Vatican point man targets mass exodus
The Vatican’s point man for what is called the “new evangelisation”, Archbishop Salvatore Fisichella, will explain it all when he addresses the three-day Proclaim 2012 conference starting in Sydney tomorrow.
“The Western world is in a big crisis. Not a financial or economic crisis — the big crisis is anthropological,” he says.
“We need to answer the main questions of people today, which are ‘Who am I?’ and ‘Where am I going?’ ”
Certainly, an increasing number are not going to mass.
The most recent church statistics show only 15.3 per cent of Australia’s five million Catholics attend regularly.
While the archbishop’s broader mission appears to be old-style outreach to all, he wants these people to recognise that the parish is a community in which they need to participate.
“We need first of all to give an enthusiasm to our believers and send them to people who are baptised and said to be Christians, but have become indifferent, and don’t participate any more in the life of the community,” Archbishop Fisichella says.
“People should come back because they need to understand the value of a communitarian life.
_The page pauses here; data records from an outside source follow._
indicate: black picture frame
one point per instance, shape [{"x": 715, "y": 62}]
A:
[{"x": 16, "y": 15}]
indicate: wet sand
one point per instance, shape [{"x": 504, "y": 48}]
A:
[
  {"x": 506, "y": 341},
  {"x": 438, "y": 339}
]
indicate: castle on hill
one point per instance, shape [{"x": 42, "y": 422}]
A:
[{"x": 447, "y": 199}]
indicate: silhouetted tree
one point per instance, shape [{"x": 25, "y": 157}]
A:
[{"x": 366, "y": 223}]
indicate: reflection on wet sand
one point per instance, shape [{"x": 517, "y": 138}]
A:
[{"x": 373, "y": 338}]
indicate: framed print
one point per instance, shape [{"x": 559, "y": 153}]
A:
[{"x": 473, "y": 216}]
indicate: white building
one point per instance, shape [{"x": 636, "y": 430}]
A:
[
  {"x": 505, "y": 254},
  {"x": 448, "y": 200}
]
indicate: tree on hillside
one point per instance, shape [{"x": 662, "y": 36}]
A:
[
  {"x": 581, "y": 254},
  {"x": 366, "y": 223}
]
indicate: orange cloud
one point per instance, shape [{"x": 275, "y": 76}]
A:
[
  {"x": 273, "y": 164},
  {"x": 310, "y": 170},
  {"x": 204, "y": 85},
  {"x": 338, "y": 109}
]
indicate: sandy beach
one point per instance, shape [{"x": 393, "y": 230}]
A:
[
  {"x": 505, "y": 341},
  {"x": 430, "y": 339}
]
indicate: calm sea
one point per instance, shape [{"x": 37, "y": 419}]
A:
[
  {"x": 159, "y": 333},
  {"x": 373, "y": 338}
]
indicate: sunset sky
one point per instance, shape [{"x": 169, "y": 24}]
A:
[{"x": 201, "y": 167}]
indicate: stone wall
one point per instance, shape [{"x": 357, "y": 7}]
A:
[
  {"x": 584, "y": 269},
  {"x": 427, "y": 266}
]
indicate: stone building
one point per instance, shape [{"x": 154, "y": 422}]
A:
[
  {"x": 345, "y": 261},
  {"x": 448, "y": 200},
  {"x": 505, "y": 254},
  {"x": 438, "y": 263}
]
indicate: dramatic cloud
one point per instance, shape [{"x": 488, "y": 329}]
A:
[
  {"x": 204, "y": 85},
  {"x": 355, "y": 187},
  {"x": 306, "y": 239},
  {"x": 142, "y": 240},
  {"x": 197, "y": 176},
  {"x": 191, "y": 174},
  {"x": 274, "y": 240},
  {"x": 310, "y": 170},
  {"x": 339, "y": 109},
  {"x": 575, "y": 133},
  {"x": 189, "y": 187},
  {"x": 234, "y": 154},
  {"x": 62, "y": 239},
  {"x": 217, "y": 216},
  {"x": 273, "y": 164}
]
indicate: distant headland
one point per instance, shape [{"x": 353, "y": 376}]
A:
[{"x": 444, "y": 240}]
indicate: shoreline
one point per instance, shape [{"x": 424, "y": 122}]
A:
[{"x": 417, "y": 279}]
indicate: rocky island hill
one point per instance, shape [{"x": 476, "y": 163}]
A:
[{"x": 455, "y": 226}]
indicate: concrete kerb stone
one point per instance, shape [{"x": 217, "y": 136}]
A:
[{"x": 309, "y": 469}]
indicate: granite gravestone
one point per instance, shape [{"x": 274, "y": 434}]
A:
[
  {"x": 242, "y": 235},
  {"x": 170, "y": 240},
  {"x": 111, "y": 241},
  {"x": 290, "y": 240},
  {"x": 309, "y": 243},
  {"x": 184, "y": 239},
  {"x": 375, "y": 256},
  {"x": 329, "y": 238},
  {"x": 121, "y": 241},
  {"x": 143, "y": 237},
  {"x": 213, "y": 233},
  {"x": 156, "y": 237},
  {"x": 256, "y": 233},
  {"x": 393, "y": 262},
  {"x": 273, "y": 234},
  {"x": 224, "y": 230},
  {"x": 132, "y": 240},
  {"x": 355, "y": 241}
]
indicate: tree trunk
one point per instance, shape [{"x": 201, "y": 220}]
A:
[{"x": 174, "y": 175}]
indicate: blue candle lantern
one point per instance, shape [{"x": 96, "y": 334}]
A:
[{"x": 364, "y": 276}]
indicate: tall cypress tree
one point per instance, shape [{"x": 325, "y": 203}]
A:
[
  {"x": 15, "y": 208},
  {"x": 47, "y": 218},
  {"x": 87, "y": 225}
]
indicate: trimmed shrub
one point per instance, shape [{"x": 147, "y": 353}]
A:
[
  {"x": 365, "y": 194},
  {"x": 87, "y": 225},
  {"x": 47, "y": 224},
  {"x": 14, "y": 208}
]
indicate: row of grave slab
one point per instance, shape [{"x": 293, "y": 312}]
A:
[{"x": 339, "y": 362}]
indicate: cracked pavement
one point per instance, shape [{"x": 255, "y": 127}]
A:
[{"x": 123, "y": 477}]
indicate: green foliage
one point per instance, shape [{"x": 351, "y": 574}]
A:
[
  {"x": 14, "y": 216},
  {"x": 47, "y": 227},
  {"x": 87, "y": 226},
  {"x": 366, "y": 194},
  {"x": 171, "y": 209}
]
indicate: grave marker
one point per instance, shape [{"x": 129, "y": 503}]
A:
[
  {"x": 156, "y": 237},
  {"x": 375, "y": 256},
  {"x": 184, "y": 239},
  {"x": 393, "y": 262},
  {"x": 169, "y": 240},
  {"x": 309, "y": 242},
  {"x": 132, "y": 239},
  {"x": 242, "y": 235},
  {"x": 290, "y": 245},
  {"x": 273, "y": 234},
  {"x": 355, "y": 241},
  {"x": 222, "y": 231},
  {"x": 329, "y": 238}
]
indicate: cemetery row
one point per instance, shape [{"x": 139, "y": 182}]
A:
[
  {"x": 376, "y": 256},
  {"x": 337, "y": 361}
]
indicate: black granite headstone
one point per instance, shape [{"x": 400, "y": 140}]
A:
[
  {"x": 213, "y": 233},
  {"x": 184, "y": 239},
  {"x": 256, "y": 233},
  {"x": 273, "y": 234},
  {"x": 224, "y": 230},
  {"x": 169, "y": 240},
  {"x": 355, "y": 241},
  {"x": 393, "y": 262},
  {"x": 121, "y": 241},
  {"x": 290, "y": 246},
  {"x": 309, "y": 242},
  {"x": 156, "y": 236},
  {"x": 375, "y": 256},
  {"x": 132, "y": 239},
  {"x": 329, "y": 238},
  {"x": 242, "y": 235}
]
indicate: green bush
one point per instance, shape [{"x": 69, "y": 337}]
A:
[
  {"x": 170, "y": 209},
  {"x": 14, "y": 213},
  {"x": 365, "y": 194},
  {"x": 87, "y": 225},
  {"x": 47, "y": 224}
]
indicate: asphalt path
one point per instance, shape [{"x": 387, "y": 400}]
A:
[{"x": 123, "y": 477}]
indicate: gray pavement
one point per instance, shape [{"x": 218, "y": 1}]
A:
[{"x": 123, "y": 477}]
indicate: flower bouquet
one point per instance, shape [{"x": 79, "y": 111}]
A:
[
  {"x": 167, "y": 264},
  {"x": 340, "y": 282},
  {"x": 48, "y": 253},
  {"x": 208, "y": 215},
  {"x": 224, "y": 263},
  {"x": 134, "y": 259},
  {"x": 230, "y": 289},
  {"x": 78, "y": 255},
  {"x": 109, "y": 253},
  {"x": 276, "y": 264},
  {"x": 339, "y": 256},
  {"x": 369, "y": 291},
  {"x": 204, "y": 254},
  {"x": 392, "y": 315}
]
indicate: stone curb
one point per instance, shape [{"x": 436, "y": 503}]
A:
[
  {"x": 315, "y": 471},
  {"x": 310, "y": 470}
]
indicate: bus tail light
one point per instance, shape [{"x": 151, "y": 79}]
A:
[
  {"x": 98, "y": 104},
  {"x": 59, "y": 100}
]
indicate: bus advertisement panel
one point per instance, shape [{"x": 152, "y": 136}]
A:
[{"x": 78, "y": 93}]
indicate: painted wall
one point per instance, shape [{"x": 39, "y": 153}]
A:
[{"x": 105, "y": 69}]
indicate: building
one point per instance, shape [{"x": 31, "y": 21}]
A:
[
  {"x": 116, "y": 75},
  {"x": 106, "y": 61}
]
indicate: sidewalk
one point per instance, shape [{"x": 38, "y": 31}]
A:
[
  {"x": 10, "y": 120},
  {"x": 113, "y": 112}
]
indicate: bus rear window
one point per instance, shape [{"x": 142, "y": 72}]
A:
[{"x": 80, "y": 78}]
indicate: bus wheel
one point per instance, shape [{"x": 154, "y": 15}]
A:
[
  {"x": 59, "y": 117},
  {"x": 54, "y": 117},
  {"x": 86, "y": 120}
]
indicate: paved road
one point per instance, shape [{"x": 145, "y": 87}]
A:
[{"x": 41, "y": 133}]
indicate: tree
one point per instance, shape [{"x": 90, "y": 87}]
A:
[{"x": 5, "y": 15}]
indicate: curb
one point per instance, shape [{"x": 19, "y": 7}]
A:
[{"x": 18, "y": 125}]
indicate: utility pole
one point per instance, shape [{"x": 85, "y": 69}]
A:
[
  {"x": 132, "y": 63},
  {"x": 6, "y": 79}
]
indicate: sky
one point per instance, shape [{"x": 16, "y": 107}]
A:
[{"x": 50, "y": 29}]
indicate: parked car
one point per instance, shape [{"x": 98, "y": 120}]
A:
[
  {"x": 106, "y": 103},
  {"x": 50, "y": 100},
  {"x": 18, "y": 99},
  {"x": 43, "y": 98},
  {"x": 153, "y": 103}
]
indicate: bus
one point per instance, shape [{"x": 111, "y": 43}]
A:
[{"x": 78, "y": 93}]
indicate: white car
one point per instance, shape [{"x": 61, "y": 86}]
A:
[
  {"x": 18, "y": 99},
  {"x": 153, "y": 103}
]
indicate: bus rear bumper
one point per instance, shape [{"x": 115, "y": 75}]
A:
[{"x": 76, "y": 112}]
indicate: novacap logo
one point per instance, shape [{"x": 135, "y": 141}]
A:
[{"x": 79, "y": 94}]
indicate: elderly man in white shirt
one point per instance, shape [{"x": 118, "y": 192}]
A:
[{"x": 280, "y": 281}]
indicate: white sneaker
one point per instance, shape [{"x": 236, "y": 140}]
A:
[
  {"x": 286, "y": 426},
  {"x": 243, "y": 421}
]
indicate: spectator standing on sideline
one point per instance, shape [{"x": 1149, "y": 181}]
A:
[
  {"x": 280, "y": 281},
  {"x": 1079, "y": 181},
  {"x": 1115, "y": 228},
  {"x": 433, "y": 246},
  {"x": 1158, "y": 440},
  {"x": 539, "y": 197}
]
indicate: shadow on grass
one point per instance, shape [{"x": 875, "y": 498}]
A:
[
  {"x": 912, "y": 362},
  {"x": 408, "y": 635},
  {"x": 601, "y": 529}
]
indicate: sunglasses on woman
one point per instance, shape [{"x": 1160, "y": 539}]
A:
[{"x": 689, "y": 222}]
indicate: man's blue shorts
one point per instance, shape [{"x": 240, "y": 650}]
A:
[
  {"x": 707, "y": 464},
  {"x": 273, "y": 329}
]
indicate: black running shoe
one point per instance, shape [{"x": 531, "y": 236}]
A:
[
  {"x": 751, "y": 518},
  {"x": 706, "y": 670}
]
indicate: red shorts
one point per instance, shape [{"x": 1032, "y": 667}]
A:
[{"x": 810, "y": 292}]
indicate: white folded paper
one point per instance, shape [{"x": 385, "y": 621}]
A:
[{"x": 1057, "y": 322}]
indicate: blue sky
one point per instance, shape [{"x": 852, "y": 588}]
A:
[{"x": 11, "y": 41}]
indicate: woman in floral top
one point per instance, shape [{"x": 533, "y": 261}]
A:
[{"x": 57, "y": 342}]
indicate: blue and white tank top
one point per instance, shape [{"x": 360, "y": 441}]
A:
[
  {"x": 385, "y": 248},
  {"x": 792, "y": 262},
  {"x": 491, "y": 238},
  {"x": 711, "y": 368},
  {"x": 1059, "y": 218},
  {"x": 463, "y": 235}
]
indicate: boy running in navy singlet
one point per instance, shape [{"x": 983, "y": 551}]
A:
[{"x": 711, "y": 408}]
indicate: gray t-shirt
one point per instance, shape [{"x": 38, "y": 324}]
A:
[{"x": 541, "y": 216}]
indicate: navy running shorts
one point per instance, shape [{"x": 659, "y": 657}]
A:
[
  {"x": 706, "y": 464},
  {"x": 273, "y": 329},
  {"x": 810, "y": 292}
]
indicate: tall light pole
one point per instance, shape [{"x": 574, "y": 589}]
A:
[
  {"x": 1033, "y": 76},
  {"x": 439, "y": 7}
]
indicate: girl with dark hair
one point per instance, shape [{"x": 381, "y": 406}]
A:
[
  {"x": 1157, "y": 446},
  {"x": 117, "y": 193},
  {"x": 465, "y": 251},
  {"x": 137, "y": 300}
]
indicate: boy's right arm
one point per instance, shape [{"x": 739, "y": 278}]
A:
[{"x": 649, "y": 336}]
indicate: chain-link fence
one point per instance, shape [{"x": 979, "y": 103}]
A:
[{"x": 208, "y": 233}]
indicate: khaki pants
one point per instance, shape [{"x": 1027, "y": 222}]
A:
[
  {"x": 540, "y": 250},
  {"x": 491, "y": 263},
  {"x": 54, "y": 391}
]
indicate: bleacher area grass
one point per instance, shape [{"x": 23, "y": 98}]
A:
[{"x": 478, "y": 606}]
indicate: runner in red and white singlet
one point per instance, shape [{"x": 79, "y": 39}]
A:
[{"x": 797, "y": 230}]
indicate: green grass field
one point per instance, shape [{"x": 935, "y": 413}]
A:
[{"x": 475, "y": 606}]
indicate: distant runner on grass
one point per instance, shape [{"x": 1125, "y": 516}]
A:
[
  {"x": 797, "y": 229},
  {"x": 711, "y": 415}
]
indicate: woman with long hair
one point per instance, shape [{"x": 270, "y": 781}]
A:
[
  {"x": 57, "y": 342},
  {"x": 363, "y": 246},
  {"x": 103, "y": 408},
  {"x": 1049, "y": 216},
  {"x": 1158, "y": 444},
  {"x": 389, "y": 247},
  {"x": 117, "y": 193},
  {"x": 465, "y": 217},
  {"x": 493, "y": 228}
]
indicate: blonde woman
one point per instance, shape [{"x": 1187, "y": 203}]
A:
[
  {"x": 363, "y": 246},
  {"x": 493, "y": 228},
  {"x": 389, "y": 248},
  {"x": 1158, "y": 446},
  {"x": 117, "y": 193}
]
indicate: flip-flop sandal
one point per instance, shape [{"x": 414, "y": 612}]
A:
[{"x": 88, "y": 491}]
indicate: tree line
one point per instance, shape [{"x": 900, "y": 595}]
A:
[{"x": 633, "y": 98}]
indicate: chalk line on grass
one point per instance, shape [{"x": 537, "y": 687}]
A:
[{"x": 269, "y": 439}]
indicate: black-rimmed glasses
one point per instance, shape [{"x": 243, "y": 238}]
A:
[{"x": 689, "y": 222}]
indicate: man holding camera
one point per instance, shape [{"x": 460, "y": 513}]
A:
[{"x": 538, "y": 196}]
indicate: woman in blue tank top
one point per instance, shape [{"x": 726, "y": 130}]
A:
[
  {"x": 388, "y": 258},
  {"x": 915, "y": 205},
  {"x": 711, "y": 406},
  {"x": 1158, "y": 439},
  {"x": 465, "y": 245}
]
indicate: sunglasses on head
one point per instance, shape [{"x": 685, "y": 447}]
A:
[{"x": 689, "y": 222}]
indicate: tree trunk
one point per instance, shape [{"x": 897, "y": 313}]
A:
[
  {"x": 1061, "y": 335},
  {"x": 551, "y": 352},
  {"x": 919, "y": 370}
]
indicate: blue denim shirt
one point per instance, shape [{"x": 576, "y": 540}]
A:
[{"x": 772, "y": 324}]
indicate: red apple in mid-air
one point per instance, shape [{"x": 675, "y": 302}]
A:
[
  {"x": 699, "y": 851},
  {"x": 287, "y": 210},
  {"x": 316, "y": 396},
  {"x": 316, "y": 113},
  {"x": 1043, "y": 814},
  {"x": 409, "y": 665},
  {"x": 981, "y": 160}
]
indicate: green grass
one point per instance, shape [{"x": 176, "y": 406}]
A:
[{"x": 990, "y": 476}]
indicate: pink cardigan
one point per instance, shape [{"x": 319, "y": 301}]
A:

We want to fight against solitude, against loneliness.”
The phrase “new evangelisation” was coined by Pope John Paul II in 1979.
In 2010, Benedict XVI decided it was time to stop talking about it and get on with doing it, hence the creation of the Pontifical Council for the Promotion of the New Evangelisation, which is headed by Archbishop Fisichella. “We are living in a very peculiar moment because we underline our individual rights and we forget we are a society, and responsible for each other,” he says.
“Without understanding that you are called to be a part of a community, you close yourself in individualism.”
Missionary zeal has been in short supply.
“Unfortunately, during the years we have lost the missionary tension, the capacity to share our joy with others.”
He says that there is a lack of spiritual “literacy” among some Catholics about basic beliefs and, once this is established, there is a need to live by example.
“It’s not enough to say we are Christians, but also to live as Christians,” Archbishop Fisichella says. “Looking at us probably no one would recognise we are Christians today because our style of life is the same as non-believers. We need a true conversion in our style of life.”
Once that was done, there would be no choice but to spread the word.
“I don’t know if in a culture like Australia it will be possible, but we have to go back to knocking on the doors around the parish,” he said.